Department’s 14 of January 12, 5 p.m. came to me just before my interview with Mr. Wills, and both the Board of Trade officials and the Foreign Office official with whom I spoke later, agreed with the apartment’s view that it would be more advantageous if the French Government should be informed of the American views directly through the American Embassy in Paris. The Foreign Office official [Page 850]pointed out that the provisions regarding quotas which they embody in their draft treaty are based very largely on the Department’s own definition, and there is no doubt that both the Foreign Office and the Board of Trade agree with the Department’s view that the establishment of different representative periods for the quotas of different commodities entering into Moroccan trade would better serve the interests of the countries concerned than the establishment of a single representative period for all commodities in respect of which quotas are contemplated. They have secured this principle apparently with respect to the long list of commodities in which they are interested, although it seems that they will not press for the adoption of this principle to cover other commodities in which they have no trade interest.

The draft treaty and annexed documents are by no means in final form, although they cover now a document of 16 closely printed pages.
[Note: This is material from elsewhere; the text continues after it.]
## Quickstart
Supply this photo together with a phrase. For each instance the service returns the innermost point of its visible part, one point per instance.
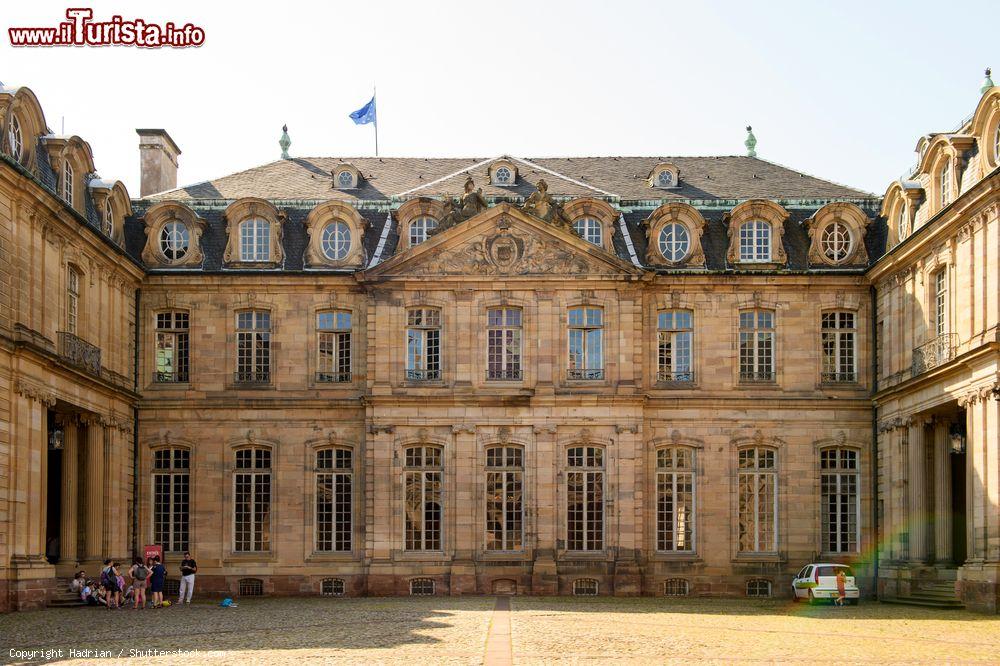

This I was not allowed to see because of the French prohibition above mentioned and Mr. Wills’ exposition was not very orderly. The meeting in Paris for further negotiations will take place at the end of this month, and the British officials are very hopeful that the American views may be communicated to the French through our Embassy in Paris before the meeting takes place. This would in any case seem to be desirable from our own point of view.

Johnson
  1. For text of convention signed July 29, 1937, see British Cmd. 5646 (1938): Convention for the Abolition of Capitulations in Morocco and Zanzibar.
  2. For text of Act, see telegram of June 22, 1906, from Minister Gummeré, Foreign Relations, 1906, pt. 2, p. 1495.
  3. Signed at Tangier, December 9, 1856, British and Foreign State Papers, vol. xlvi, p. 188.